Chemische Unterwerfung
In Tagebuch-Form erzählt Darian von der Scham, diesen Vater einmal geliebt zu haben. Und von der Manipulation durch einen Mann, der den Drang hat, Frauen zu dominieren. "Er hat uns immer seine 'A-Seite' vorgespielt", sagt sie, "der gute Papa und Ehemann, der nette Nachbar und Arbeitskollege. Aber er hatte immer diese 'B-Seite', die war so dunkel. Die hat er uns immer verheimlicht." Caroline und ihre zwei Brüder leben längst nicht mehr bei den Eltern, als der Vater die Mutter, Gisèle Pelicot, über Jahre mit Medikamenten betäubt: „Chemische Unterwerfung“: sie wird bewusst- und wehrlos von ihm und über 80 fremden Männern vergewaltigt.
Fotos von Caroline Darian
Auch von Tochter Caroline tauchen auf dem Computer des Täters belastende Fotos auf. Ein Schock, als sie sie zum ersten Mal sieht: "Man geht als Vater doch nicht einfach in das Schlafzimmer der erwachsenen Tochter und macht SOLCHE Fotos! Das ist nicht normal. Ich habe einen leichten Schlaf, davon wäre ich aufgewacht. Ich bin mir sicher, dass er auch mich sediert hatte", sagt sie. Die Fotos zeigen die erwachsene Caroline halb nackt, in fremden Dessous. In einer Position, in der sie nie schlafe. Was hat er ihr noch angetan? Diese Frage quält sie. Darian hat psychische Zusammenbrüche.
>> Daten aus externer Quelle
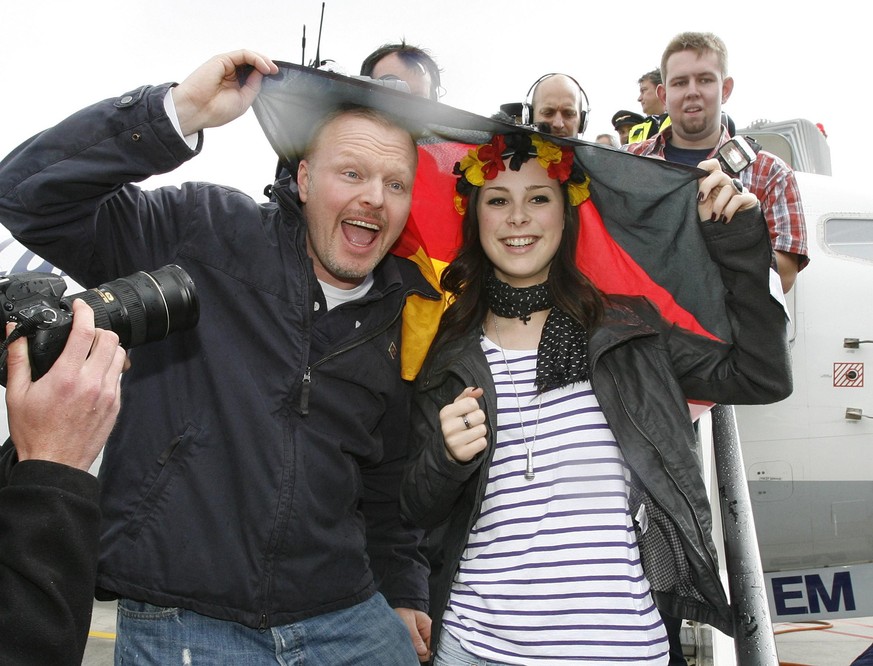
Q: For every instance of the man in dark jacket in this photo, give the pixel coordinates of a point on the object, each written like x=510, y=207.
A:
x=250, y=491
x=49, y=518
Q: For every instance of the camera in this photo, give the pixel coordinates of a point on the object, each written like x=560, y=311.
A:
x=143, y=307
x=735, y=155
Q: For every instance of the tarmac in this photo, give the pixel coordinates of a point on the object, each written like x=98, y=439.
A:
x=831, y=643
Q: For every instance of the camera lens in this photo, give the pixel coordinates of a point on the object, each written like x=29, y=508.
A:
x=144, y=307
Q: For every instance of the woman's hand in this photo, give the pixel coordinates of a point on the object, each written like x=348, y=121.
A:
x=463, y=426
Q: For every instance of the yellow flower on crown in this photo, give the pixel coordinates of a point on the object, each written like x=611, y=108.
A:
x=577, y=193
x=486, y=161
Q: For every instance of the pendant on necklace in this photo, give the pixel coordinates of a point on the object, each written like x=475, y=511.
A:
x=528, y=470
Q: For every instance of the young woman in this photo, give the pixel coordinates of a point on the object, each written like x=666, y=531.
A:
x=554, y=460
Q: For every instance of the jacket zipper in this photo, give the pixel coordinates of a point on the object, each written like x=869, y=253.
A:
x=675, y=483
x=306, y=381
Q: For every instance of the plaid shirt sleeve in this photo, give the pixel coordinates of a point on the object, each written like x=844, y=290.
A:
x=773, y=182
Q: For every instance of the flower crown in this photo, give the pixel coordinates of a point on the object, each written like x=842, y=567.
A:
x=485, y=161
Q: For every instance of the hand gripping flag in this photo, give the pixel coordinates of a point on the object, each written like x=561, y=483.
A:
x=639, y=229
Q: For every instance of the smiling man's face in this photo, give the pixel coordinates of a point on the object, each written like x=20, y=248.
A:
x=693, y=93
x=356, y=187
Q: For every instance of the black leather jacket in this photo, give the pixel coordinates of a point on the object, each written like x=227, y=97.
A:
x=642, y=369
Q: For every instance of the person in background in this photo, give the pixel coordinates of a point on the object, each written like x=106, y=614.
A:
x=558, y=101
x=410, y=64
x=608, y=139
x=553, y=458
x=49, y=515
x=696, y=85
x=623, y=121
x=653, y=108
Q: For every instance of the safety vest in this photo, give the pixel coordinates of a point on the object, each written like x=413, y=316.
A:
x=649, y=127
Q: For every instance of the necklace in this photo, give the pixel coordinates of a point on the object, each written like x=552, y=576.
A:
x=528, y=445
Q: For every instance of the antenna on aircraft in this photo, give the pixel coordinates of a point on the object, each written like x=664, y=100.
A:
x=318, y=45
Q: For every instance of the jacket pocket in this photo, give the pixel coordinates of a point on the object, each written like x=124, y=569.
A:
x=157, y=483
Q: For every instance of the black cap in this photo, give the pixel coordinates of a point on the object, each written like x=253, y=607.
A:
x=623, y=117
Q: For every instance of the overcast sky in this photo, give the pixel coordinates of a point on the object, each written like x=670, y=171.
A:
x=788, y=62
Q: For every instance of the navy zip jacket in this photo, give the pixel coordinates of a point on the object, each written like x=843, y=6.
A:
x=254, y=472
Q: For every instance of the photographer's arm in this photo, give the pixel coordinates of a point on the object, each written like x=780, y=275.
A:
x=49, y=515
x=67, y=415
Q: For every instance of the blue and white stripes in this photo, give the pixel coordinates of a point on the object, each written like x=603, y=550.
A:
x=551, y=573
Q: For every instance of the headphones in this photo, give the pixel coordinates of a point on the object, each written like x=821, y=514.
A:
x=584, y=106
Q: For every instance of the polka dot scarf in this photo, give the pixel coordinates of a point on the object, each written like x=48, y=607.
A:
x=562, y=355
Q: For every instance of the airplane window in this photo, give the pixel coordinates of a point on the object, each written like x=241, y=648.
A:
x=850, y=237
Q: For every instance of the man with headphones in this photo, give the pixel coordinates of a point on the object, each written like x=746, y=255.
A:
x=558, y=101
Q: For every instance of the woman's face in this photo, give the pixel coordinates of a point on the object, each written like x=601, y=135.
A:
x=521, y=219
Beziehung zwischen Mutter und Tochter
Den Inzestverdacht der Tochter will Gisèle Pelicot nicht wahrhaben. "Dein Vater", zitiert Darian sie, "kann so etwas nicht getan haben. Es würde mich endgültig zerstören." Und sie ergänzt: "Sie war wie versteinert. Für sie: darf das nicht geschehen sein. In diesem Moment habe ich mich komplett als Waise gefühlt. Meinen Vater hatte ich schon verloren. Aber er hat mir eben auch einen Teil der Beziehung zu meiner Mutter geraubt: sie war nicht in der Lage mich zu beschützen." Darian beschreibt ihre Mutter als eine "wahre Heldin, aufrecht in Ruinen stehend". Eine Frau im Überlebensmodus. Ihrer Tochter hat sie keinen Glauben geschenkt. Das schmerzt. Caroline Darian analysiert: "Das ist so wichtig zu verstehen. Sexueller Missbrauch ist ein systemisches Verbrechen. Was einem Menschen in der Familie passiert, führt zu enormen Kollateralschäden. Die ganze Familie wird beschädigt. Vor allem, wenn es Kinder gibt. Und Inzest beschränkt sich nicht auf junge Kinder."
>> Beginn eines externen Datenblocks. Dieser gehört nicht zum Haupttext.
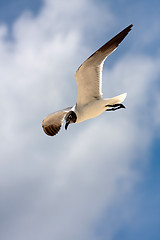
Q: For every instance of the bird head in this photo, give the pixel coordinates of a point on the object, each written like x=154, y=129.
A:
x=70, y=117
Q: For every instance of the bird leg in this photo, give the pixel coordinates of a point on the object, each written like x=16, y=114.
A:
x=114, y=107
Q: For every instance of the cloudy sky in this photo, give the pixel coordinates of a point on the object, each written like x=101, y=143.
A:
x=99, y=179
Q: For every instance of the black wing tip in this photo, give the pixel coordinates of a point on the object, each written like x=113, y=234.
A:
x=129, y=28
x=51, y=130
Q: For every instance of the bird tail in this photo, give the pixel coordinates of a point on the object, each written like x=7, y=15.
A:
x=116, y=100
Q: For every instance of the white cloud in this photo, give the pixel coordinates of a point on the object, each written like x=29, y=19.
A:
x=61, y=187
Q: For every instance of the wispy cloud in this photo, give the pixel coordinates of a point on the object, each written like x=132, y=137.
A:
x=63, y=187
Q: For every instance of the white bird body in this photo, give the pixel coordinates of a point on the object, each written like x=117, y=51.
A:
x=90, y=103
x=96, y=107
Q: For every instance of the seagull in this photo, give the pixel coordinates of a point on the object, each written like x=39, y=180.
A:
x=90, y=103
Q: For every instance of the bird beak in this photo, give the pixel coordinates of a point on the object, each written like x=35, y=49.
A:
x=66, y=125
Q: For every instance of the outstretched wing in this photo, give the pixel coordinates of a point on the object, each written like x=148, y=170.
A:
x=53, y=122
x=89, y=74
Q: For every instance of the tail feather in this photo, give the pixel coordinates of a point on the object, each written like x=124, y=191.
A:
x=117, y=99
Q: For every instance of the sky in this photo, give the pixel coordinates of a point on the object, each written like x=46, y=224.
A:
x=99, y=179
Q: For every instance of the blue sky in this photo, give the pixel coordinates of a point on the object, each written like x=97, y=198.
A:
x=100, y=179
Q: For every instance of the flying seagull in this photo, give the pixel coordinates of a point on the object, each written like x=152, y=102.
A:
x=90, y=103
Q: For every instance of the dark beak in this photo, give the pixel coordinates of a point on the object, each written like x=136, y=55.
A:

Unterstützung für andere Opfer
Darian hat einen Verein für Opfer "Chemischer Unterwerfung" gegründet, damit betroffene Frauen schneller toxikologisch getestet werden. Im Fall ihrer Mutter war die Beweislage durch das Videomaterial eindeutig. Sie aber muss damit leben, den Missbrauch nicht beweisen zu können. "Was ich immer noch erlebe, ist, als Opfer nicht genügend anerkannt zu werden", berichtet Darian, "aber ich bin kein Einzelfall, vielen anderen Opfern geht es genauso. So liegt es mir am Herzen, mich für andere einzusetzen, um etwas zu ändern." Darian geht nach vorn. Vor Gericht verabschiedete sie sich von dem Mann, den sie nie wieder "Papa" nennen wird: "Ich sagte ihm: 'Du wirst mit Deinen Lügen hinter Gittern sterben. Allein, wie ein Hund!' Und dass ich nie wieder mit ihm sprechen werde. Jetzt weiß ich, wer er ist!"